Aim: This study aimed to determine the factors that increase and decrease the presence of the nosocomial infections in pediatric patients with traumatic brain injury, and the effects on both treatment cost and length of hospital stay.
Methods: We performed a case-control study on patients admitted to the pediatric intensive care unit (PICU) with (n=66) or without (n=120) traumatic brain injury (TBI) between 2012 and 2014. The risk factors, length of stay, and costs of nosocomial infections, were determined.

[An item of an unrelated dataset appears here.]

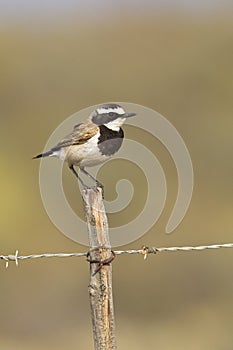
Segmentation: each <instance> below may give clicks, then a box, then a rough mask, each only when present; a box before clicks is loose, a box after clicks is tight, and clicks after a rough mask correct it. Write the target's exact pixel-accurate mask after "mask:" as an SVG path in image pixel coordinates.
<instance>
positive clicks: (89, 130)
mask: <svg viewBox="0 0 233 350" xmlns="http://www.w3.org/2000/svg"><path fill="white" fill-rule="evenodd" d="M135 115H136V113H126V111H125V110H124V108H122V107H121V106H120V105H118V104H115V103H109V104H104V105H101V106H99V107H97V108H96V109H95V110H94V111H93V112H91V114H90V115H89V117H88V118H87V120H86V121H84V122H83V123H79V124H76V125H75V126H74V128H73V131H72V132H71V133H70V134H69V135H67V136H66V137H65V138H64V139H63V140H61V141H60V142H58V144H57V145H55V146H54V147H53V148H51V149H50V150H49V151H47V152H45V153H41V154H38V155H36V156H34V157H33V159H38V158H44V157H57V158H59V159H60V160H62V161H65V162H67V163H68V167H69V169H70V170H71V171H72V173H73V174H74V175H75V176H76V178H77V179H78V181H79V182H80V183H81V185H82V186H83V188H87V187H88V186H87V185H86V183H85V182H84V181H83V180H82V178H81V177H80V175H79V173H78V172H77V170H76V169H75V167H78V169H79V170H80V172H82V173H83V174H84V175H86V176H87V177H89V178H90V179H91V180H93V181H94V182H95V186H96V187H101V188H102V190H103V188H104V186H103V184H102V183H100V182H99V181H98V180H97V179H96V178H95V177H94V176H92V175H91V174H90V173H89V172H88V171H87V170H86V169H85V168H86V167H92V166H95V165H99V164H101V163H104V162H105V161H107V160H109V159H110V158H111V157H112V156H113V155H114V154H115V153H116V152H117V151H118V150H119V149H120V147H121V145H122V142H123V138H124V131H123V129H122V128H121V126H122V125H123V123H124V122H125V121H126V119H127V118H130V117H133V116H135Z"/></svg>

Results: Data for 186 patients were analyzed. Hundred and twenty patients were controls (54 males vs. 66 females), while 66 were cases (27 males vs. 39 females). Seventeen out of the 186 PICU patients had nosocomial infections. The most isolated microbial agent was Acinetobacter baumannii (four cases). Thirteen (76.5%) out of the 17 infections were catheter-related bloodstream infections. The mean expenses per PICU patient were $762, with an additional cost of $2081 for patients with nosocomial contamination.
Conclusion: The use of catheters was the most critical risk factor for nosocomial infections in our study. The cost was probably underestimated for several reasons. Nevertheless, the findings supported our hypothesis about the additional burden of nosocomial spread on PICU patients. The results of this study should help to provide evidence on cost-effectiveness or calculating the cost-benefit ratio of reducing nosocomial infections in children.